You still have time to catch Speed Sisters tonight at 8 (Thursday, April 14) at Hanesbrands Theatre. Part of RiverRun International Film Festival’s documentary line up, Speed Sisters tells the story of the Middle East’s first all-female racing team.

But, it’s more than that.

With the permission of Avi Goldstein, one of the producers of the film, I showed the first 15-minutes to students in my Media Theory and Criticism class at Wake Forest University yesterday as an example of how films can expand our understanding of the world by challenging our preconceptions.

Students were drawn into the story immediately and grasped the themes the filmmakers hope to convey. I hope some of them will make it downtown tonight to see the entire film, which turns out to be as compelling as it is unexpected.

Speed Sisters.jpg

Avi, who will be at the screening tonight to answer questions following the film, is eager to engage viewers in discussions about essential issues, the same types of issues that drew Jessica Devaney to the project as part of the producing team.

Although Jessica is not traveling with the film tonight, she has deep connections to the Winston-Salem Community. With support from the Wake Forest University Department of Religious Studies, Jessica traveled to Palestine and Israel to conduct fieldwork for her masters thesis in 2005.
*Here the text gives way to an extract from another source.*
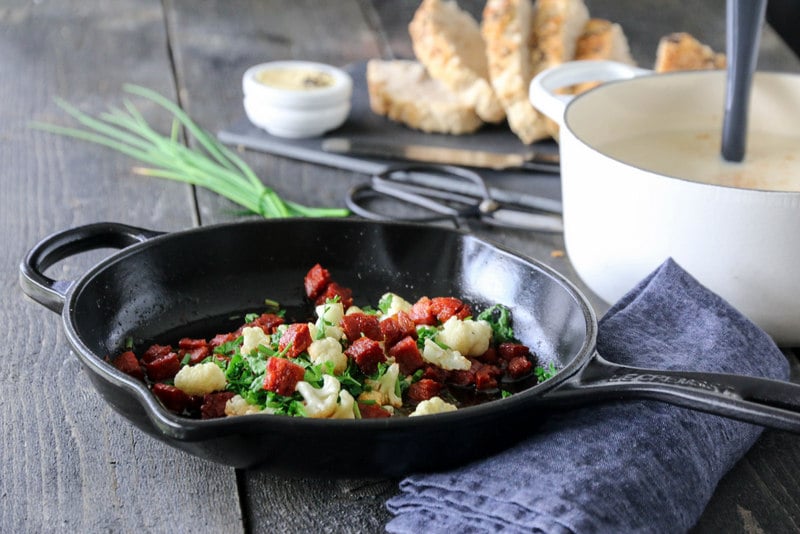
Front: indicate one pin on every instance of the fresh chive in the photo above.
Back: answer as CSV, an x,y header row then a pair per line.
x,y
211,165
“I went to research the evolution of feminisms in Israeli and Palestinian societies and their relationship to nationalism and the struggle for freedom and equality,” says Jessica. This experience and the relationships that grew out of it, nurtured a commitment in me to highlight stories from the region that challenge stereotypes and bring attention to those struggling for freedom, dignity and an end the occupation.”

Jessica has been producing films in Palestine and Israel for eight years, but she still thinks of Winston-Salem as one of the places she calls home.

“Winston Salem is such a special place — a vibrant community of artists, activists and though leaders,” says Jessica. “Screening at RiverRun was one of the stops in the Speed Sisters festival run that meant the most to me.”